Adam (Adaptive Moment Estimation) combines both ideas — it tracks a running average of the gradient itself (like momentum) and a running average of the squared gradient (like RMSProp), using both to compute each update.

m = 0 # first moment (like momentum)
v = 0 # second moment (like RMSProp)
beta1, beta2 = 0.9, 0.999
epsilon = 1e-8
for t in range(1, num_steps + 1):
gradient = compute_gradient(weight)
m = beta1 * m + (1 - beta1) * gradient
v = beta2 * v + (1 - beta2) * gradient ** 2
m_corrected = m / (1 - beta1 ** t) # bias correction for early steps
v_corrected = v / (1 - beta2 ** t)
weight = weight - learning_rate * m_corrected / (np.sqrt(v_corrected) + epsilon)
import torch.optim as optim
optimizer = optim.Adam(model.parameters(), lr=0.001)

Adam has become the default optimizer choice for the vast majority of deep learning projects, largely because it works reasonably well across a wide range of architectures and problems without extensive per-problem tuning — a genuinely practical advantage even when a more carefully-tuned SGD-with-momentum setup might eventually outperform it on a specific problem.


AdamW: Fixing Adam’s Interaction With Weight Decay

AdamW is a small but meaningful fix to how Adam interacts with L2 regularization (weight decay, covered in Regularization). In standard Adam, weight decay gets folded into the gradient before the adaptive scaling is applied — which interacts in a subtly undesirable way with Adam’s per-parameter adaptive learning rates. AdamW applies weight decay directly to the weights, separately from the gradient-based update, which turns out to produce measurably better generalization in practice.

optimizer = optim.AdamW(model.parameters(), lr=0.001, weight_decay=0.01)

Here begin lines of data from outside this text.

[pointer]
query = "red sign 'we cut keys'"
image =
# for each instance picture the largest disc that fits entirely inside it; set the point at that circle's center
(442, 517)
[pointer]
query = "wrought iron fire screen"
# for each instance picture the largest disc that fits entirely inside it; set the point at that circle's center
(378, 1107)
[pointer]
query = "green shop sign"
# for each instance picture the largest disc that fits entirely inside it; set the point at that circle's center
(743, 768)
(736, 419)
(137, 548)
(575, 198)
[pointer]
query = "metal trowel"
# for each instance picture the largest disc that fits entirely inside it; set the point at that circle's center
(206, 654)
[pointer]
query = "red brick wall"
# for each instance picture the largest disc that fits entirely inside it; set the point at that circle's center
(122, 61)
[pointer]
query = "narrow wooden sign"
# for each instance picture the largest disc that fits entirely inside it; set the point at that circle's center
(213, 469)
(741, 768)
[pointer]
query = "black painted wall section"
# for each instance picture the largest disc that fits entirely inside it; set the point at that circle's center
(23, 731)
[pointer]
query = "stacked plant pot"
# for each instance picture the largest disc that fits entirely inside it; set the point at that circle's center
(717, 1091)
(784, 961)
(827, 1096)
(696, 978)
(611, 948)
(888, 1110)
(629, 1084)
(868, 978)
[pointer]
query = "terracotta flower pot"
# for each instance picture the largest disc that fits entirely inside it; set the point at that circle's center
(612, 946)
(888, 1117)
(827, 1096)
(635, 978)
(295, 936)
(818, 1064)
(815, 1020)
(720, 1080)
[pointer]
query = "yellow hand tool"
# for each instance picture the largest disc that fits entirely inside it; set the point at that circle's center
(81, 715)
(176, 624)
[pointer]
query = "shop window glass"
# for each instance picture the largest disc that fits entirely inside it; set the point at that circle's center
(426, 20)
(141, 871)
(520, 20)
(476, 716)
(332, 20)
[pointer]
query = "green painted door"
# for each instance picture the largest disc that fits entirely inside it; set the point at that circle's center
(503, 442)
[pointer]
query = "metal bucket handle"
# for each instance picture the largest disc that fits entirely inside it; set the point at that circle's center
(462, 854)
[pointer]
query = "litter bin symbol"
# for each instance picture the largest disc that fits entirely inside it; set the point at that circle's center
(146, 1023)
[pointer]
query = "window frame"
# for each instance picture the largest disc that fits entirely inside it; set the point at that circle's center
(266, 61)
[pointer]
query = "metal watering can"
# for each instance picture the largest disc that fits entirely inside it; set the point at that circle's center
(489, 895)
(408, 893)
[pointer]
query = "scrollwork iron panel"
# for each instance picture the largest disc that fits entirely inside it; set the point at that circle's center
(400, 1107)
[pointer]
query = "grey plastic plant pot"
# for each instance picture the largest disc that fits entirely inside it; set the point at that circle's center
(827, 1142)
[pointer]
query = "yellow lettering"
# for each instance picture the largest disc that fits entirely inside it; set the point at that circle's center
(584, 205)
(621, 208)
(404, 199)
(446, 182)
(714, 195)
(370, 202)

AdamW has become the standard choice for training transformer-based architectures, covered in Transformers, specifically because of this improved interaction with weight decay at the scale these models are typically trained.


Comparing the Optimizers

OptimizerTracksBest for
SGDNothing extra — just the current gradientSimple problems, or when combined with careful manual tuning
SGD + MomentumRunning average of gradientsFaster, smoother convergence than plain SGD
RMSPropRunning average of squared gradientsProblems with very different gradient scales across parameters
AdamBoth gradient and squared gradient averagesThe practical default for most deep learning problems
AdamWSame as Adam, decoupled weight decayTransformer training, and generally preferred over Adam when weight decay is used

Optimizer Choice Interacts With Learning Rate Scheduling

It’s worth noting that none of these optimizers are typically used with a single fixed learning rate for an entire training run in practice — even Adam, which adapts per-parameter learning rates internally, still benefits substantially from an external learning rate schedule layered on top, covered in Learning Rate Scheduling. The optimizer determines how a given base learning rate gets applied and adapted per parameter; the schedule determines how that base learning rate itself changes over the course of training. Treating these as two independent, complementary decisions — rather than assuming a sufficiently sophisticated optimizer removes the need for scheduling entirely — reflects how most successful, real-world training recipes are actually configured.

Summary

Modern optimizers aren’t arbitrary alternatives to plain gradient descent — each one addresses a specific, well-understood limitation: momentum smooths noisy updates, RMSProp adapts to per-parameter gradient scale, and Adam/AdamW combine both. Starting with Adam or AdamW as a default, and only reaching for plain SGD with momentum when you have a specific reason (some research has found well-tuned SGD generalizes slightly better on certain vision tasks), is a reasonable, well-justified practical strategy.